By Jeffrey Young - 08/03/05 12:00 AM EDT
House Judiciary Committee Chairman James Sensenbrenner (R-Wis.) took the unusual step of recusing himself from consideration of one of President Bush’s top domestic priorities last week, citing concerns about violating House rules on conflicts of interest.
The House passed a bill to establish limits on medical-liability lawsuits — but it did so without the vote of the influential committee chairman who helped shape the measure in the 108th Congress. Sensenbrenner voted present on the bill, H.R. 5, and on the motion to recommit July 28.
“I have concluded that my holdings in at least two corporations that may benefit if H.R. 5 is enacted into law, coupled with my chairmanship of the committee of primary jurisdiction over this legislation, raise legitimate questions concerning whether my participation in this legislation conflicts with my private economic affairs,” Sensenbrenner said on the House floor July 27.
Voting on the bill would not constitute a conflict of interest, Sensenbrenner said. However, he added, “I wish to forcefully dispel any appearance of such a conflict.”
Sensenbrenner’s recusal comes at a time of heightened sensitivity to congressional ethics after House Majority Leader Tom DeLay (R-Texas) and others have come under fire for privately funded travel.
The decision is unrelated to questions recently raised about Sensenbrenner’s ethical conduct, Lungren insisted. The chairman wrote to a U.S. appeals court judge in Chicago urging a lengthier sentence for a convicted illegal-drug courier, the Chicago Tribune reported last month. Critics have said the letter violated House rules regarding direct contact between lawmakers and judges on legal matters.
The recusal on medical liability and the controversy surrounding the letter are “two entirely separate issues,” said Jeff Lungren, communications director for the Judiciary Committee.
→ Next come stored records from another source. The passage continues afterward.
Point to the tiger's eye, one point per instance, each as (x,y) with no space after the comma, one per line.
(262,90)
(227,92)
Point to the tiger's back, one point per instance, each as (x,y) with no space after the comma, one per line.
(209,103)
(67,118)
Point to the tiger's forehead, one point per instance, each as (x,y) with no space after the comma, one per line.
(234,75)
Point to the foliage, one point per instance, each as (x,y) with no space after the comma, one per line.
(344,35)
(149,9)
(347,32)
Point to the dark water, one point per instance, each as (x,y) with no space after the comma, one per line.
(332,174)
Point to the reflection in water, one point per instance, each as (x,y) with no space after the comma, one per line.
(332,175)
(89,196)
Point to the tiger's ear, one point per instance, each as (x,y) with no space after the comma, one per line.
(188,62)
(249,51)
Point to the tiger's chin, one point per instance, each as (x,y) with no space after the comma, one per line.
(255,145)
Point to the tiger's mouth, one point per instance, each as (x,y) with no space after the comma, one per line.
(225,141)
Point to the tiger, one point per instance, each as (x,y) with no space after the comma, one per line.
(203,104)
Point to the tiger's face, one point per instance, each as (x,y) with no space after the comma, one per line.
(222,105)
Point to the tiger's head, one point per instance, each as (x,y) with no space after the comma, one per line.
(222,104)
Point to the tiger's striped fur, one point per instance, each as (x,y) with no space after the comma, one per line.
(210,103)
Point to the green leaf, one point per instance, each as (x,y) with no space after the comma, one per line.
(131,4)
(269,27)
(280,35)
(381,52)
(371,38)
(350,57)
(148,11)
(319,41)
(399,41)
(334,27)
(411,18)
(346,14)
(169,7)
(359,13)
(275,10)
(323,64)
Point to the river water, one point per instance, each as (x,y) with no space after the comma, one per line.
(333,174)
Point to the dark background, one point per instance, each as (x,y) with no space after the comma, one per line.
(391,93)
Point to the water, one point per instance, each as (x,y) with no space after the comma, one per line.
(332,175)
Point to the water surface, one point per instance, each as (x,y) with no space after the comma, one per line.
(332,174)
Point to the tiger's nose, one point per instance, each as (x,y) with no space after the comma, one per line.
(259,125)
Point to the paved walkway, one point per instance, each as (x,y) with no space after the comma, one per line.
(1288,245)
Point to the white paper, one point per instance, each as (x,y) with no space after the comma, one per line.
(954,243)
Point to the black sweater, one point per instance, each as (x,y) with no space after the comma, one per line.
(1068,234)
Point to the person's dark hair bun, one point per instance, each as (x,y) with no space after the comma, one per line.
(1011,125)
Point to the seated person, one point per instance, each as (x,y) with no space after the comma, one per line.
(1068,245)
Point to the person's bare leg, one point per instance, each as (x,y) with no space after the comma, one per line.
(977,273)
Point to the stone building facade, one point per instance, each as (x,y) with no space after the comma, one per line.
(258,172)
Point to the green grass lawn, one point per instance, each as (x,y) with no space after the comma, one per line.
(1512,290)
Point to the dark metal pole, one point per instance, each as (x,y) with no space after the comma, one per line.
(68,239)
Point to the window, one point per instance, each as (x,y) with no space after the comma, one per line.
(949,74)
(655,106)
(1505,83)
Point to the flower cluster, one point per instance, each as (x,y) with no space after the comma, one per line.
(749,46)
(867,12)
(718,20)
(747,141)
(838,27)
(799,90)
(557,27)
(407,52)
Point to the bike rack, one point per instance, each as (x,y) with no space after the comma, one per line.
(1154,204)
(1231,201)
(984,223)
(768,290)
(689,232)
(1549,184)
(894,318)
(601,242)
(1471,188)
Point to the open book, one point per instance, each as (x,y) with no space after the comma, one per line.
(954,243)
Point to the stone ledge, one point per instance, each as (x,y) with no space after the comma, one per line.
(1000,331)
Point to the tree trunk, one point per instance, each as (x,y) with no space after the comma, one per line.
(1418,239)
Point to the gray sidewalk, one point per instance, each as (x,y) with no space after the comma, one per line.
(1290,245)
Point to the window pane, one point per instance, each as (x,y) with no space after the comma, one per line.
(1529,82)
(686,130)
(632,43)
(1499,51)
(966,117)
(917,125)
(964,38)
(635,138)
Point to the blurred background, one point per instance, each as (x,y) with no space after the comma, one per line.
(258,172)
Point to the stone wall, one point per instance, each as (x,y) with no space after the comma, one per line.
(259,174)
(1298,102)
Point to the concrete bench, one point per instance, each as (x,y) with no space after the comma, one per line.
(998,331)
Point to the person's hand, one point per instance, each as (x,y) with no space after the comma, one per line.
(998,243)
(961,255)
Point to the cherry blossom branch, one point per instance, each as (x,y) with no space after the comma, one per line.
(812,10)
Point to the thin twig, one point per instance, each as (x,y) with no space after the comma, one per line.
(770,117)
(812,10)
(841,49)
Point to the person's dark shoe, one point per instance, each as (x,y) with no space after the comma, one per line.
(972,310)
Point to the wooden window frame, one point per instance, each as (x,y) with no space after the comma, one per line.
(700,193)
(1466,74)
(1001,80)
The liability bill seeks to set caps on medical-malpractice lawsuits against doctors but also would provide protections for drug makers and other healthcare companies against lawsuits.
According to the 2004 financial-disclosure report he entered into the Congressional Record in May, Sensenbrenner holds shares in several healthcare firms, including three pharmaceutical manufacturers: Merck ($1.1 million), Pfizer ($583,482) and Abbot Laboratories ($568,764). Members are not required to put their disclosure reports into the record, but they are available to the public.
Sensenbrenner owned stock in Merck and other healthcare firms when he voted for medical-liability reform in past years. He also oversaw a Judiciary Committee markup in March 2003 of a bill that was nearly identical to the recently passed measure.
He decided to steer clear of liability reform this year because of “developments in the pharmaceutical industry” such as “high-profile lawsuits,” Lungren said.
Merck faces a torrent of legal actions that could cost the company billions of dollars after its popular prescription painkiller Vioxx was linked with deaths from heart attacks and strokes. Amid intense political pressure and media attention, Merck took Vioxx off the market last September.
The medical-liability bill itself faces a predictably uncertain future in the Senate — which has been the graveyard for malpractice reform for years because of Democratic objections — but changing chairmanships this year might further complicate the issue.
Judiciary Committee Chairman Arlen Specter (R-Pa.) took to the Senate floor last month to outline his misgivings about the companion bill to the House-passed measure.
“The pending bill is the starting point for analysis, discussion, debate and possible amendment,” Specter said July 7. “I am prepared to proceed with the caveat that there is much work to be done before the Senate would be ready, in my opinion, for consideration of final passage,” he said.
Bush has repeatedly called on Congress to send him a medical-liability bill and the American Medical Association has championed the legislation as one of its top priorities.
Specter remarked that the solution to rising medical-malpractice premiums is “much broader” than capping lawsuit awards. Medical errors and malpractice-insurance companies’ investment policies and administrative practices also contribute to the problem, he said.
Moreover, lawsuit caps should allow for exceptions, he said. Seeking to establish federal standards that parallel a recently enacted Pennsylvania law, Specter said cases involving “death, serious impairment of bodily function and permanent disfigurement or dismemberment” should be eligible for higher damages in court. Specter voted in favor of a failed cloture motion on the bill in July 2003.
Health, Education, Labor and Pensions Committee Chairman Mike Enzi (R-Wyo.) also has signaled his intention to put his own stamp on the malpractice-reform debate. Enzi and Sen. Max Baucus (D-Mont.) introduced a bill in June that would establish a special “health court” to hear malpractice complaints but would not set limits on damage awards. Enzi also voted for cloture on the lawsuit-caps bill in 2003. His committee does not have jurisdiction over lawsuit caps.